A safe pair of hands

| categories: career, work, thoughts

A lot of ink has been spilled about progressing from one "level" of engineering to the next: junior to intermediate; intermediate to senior; and recently we see more about senior to staff.

There's an important common factor in all of these career steps: being seen as a safe pair of hands. This becomes central as you become more senior.

Yonatan Zunger presented a great talk at LeadDev last year that I find myself referencing a lot: Role and Influence: the IC trajectory beyond Staff.

Zunger's framing made sense of my roles over the last decade in a way that staff archetypes didn't. Rather than wondering about what archetype I fit in any particular quarter, it's much easier to think about the mix of technical, people, product, and project disciplines I'm applying.
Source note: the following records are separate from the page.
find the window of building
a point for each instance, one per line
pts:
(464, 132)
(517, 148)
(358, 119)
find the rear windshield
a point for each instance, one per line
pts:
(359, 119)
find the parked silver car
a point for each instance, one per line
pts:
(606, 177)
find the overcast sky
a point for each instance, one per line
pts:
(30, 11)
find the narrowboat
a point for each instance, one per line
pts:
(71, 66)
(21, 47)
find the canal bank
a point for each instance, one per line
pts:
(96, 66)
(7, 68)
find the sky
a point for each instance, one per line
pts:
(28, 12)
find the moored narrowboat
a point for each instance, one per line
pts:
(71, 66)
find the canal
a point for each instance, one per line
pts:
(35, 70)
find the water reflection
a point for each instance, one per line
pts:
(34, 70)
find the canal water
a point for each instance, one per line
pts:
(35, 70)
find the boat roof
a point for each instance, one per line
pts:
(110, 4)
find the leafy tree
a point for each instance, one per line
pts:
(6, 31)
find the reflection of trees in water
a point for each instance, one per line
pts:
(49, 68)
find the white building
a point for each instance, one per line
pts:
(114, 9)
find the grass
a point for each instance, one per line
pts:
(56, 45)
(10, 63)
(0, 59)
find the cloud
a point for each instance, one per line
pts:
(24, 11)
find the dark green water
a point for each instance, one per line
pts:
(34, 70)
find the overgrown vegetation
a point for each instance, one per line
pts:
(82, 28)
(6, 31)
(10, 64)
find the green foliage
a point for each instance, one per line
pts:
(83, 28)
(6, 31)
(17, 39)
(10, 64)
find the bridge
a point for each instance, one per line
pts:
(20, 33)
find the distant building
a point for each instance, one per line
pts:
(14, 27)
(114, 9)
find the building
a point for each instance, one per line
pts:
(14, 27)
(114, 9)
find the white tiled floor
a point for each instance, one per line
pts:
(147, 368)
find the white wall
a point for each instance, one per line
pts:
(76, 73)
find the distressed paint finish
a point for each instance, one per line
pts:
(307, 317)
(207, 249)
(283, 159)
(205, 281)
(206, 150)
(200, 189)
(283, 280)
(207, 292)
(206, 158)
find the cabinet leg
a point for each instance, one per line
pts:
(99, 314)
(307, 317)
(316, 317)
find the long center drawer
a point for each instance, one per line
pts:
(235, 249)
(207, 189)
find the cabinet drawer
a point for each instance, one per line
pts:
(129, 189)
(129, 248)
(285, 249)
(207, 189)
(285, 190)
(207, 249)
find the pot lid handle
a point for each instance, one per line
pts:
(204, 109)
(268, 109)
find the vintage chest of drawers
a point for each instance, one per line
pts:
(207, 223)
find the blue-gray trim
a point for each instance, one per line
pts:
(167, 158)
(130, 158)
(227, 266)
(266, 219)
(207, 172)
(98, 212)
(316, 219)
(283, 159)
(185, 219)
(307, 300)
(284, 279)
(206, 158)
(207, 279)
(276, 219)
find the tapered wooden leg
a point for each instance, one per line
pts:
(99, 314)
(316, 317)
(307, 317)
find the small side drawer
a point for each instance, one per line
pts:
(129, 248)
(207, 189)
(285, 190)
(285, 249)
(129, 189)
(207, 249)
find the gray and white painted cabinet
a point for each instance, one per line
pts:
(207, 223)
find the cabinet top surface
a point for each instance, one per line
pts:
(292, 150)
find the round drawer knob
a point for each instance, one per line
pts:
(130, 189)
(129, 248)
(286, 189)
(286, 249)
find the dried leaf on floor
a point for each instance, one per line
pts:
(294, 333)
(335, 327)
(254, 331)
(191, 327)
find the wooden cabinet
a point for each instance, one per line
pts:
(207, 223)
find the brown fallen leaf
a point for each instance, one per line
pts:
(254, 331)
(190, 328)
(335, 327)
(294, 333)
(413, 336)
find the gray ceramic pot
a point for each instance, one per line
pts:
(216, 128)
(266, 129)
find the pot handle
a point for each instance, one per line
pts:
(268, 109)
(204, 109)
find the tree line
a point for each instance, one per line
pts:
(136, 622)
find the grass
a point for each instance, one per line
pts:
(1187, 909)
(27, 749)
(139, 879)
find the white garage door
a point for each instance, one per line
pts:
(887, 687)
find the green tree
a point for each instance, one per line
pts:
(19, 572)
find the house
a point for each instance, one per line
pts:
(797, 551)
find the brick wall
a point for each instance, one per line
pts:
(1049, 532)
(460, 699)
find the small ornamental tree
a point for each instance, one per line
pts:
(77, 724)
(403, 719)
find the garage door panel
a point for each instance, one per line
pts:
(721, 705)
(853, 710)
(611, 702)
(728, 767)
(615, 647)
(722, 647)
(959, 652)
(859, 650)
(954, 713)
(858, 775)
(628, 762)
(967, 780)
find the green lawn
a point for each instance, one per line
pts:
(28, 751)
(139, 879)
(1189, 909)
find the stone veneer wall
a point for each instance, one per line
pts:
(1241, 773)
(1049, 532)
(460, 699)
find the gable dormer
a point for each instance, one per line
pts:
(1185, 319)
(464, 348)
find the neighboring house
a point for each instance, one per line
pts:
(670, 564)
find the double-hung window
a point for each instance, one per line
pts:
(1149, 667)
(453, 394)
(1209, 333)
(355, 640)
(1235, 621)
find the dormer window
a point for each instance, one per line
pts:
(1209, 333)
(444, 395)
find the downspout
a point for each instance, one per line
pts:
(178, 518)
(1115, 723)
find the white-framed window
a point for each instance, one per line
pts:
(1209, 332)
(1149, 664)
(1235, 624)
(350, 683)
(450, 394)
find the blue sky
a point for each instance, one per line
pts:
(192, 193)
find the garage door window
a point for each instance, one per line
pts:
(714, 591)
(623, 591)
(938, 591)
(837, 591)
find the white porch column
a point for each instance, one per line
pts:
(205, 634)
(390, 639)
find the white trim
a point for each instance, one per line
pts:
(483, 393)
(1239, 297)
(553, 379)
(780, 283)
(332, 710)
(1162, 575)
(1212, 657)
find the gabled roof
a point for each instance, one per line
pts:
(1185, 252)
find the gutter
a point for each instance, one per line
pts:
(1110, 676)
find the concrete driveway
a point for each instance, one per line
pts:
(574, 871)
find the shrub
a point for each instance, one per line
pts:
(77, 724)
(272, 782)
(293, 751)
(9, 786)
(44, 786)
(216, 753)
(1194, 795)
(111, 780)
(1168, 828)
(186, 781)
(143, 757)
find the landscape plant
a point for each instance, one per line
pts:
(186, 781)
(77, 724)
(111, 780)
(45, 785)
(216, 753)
The hidden fifth discipline is "adult supervision", and I think that's really what I'm talking about here.

A thing I love to see - and experience! - in my colleagues is where they take something on and I know it'll be done right. Not exactly like I would do it; not some kind of ideal that stands independent of our working context; but right.

The problem is solved; the crisis is handled; the relevant people are informed and involved; risks are surfaced early and when shit goes wrong - as it will! - no-one is caught out.

This is level-independent! It's perfectly possible for someone to do this in a level-appropriate way. The problems and relationships you're handling may get a lot hairier as you step up in seniority, but the basic ideas don't change much.

How trustworthy are you with your work? Do you often surprise people? Can I expect you to be accountable1 or do I need to rely on someone else for that?

If you can answer well - no matter where you are in your career - then you're building a solid foundation for your next step. You're a safe pair of hands.


1. I've heard the word "accountable" thrown around a lot in industry, often without definition. Here's mine:

Being accountable for an effort as an engineering leader has two components: ownership, and communication.

  1. Ownership: the effort is "yours", and you act that way. There may be sub-components spread across people and teams, but overall you're the one who's on the hook. Your performance is assessed against the results of the efforts you lead. Judiciously - not every effort will succeed, and that's OK.
  2. Communication: you can tell the detailed story of why we're doing it, how it relates to other efforts, how it is progressing. You actively raise blocking issues or risks and get the necessary people together to address them. Where you can't, you escalate effectively.

Writing your job description

| categories: career, work, thoughts

I joke sometimes that I rewrite my job description every 6 or 8 months. This is approximately true: it's roughly the cadence that my role and focus changes. Writing it down is about setting expectations and aligning on what my manager, peers, and other colleagues need from me.

The format is far from fixed, though. Here are a few examples from my current job in 2022.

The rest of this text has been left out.